Well, he had his fifteen minutes. What more can a person ask?

The March 10th protest in Moscow organized by Aleksei Navalny ended in absolutely humiliating failure. By this time, according to Navalny’s promises when the movement began, we were to be seeing close to a million Russians on the streets of Moscow. Instead, we saw just 10,000 somber, clueless faces. And the opposition lied shamelessly about the attendance, putting for the utterly ridiculous propaganda that 25,000 were present. It was a utter disaster.  But look below the surface and it was even worse.

Look at who, for instance, comprised that tiny, ragtag group:  A hoard of skinheads, neo-Nazis, and Communists was a big chunk.  Their flags dominated the scene.  Remove them, and the pathetic remainder would have seemed little more than rabble.

Even more important, there was no focus to the meeting, no memorable speech, no energy in the crowd at all.  No leadership, no unity of purpose or even of organization. The movement has clearly shown itself unable to sustain its momentum for even five months, much less the five years that will need to pass before another election of significance will happen in Russia.

Media reporting on the movement has been shockingly incompetent.  Instead of reporting aggressively on the movement’s flaws, reporters chose appalling cheerleading. Some of them went so far as to literally lock arms and join the movement they were supposed to be reporting on.

In doing so, these reckless and incompetent reporters — the worst of whom was surely Julia Ioffe of the New Yorker — actually helped Putin consolidate his power.  The helped the movement to ignore its life-threatening faults and therefore helped the movement to avoid focusing on and reforming them.  They made the movement weaker, not stronger, and ultimately helped kill it.

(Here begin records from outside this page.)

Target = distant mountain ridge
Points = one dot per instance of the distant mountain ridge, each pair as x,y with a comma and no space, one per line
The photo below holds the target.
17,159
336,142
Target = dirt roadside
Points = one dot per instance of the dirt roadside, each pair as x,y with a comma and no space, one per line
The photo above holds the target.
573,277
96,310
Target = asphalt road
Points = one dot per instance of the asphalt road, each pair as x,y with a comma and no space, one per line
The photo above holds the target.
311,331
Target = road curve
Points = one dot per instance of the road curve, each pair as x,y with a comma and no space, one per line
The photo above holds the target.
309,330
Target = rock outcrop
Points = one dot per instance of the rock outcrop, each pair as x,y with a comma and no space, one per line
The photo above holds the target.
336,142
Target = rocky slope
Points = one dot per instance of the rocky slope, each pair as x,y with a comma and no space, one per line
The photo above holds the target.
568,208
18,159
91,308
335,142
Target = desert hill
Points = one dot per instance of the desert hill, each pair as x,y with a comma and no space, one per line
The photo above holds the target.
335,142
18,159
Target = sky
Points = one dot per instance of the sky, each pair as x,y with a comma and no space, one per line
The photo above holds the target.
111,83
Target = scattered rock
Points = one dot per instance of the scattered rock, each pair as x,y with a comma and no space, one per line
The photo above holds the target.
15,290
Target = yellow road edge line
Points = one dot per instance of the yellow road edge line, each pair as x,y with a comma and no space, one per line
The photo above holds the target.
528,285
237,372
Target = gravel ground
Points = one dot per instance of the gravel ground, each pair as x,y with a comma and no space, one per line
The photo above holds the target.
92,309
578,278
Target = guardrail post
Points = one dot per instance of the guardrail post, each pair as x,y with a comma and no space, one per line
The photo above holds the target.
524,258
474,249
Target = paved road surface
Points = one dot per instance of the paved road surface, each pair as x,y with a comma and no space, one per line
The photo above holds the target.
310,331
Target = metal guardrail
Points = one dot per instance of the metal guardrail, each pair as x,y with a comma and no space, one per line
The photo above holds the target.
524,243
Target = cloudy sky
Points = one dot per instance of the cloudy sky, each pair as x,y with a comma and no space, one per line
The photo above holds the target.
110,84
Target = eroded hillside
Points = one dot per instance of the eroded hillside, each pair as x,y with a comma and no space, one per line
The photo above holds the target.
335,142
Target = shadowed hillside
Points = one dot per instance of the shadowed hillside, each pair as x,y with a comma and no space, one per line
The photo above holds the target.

But the biggest problem, of course, was Navalny himself. A perusal of his juvenile Twitter statements, perpetually laced with utterances like “OMFG!“, clearly shows what should have been obvious to all from the start:  This man is no King or Mandela or Ghandi.  He has no political agenda and neither he nor anyone around him is capable of doing the hard work necessary to create and sustain a political party.  All Navalny was capable of doing was creating a small cult of personality on the Internet and bringing them out into the streets for a lark. Soon they got bored, and went home.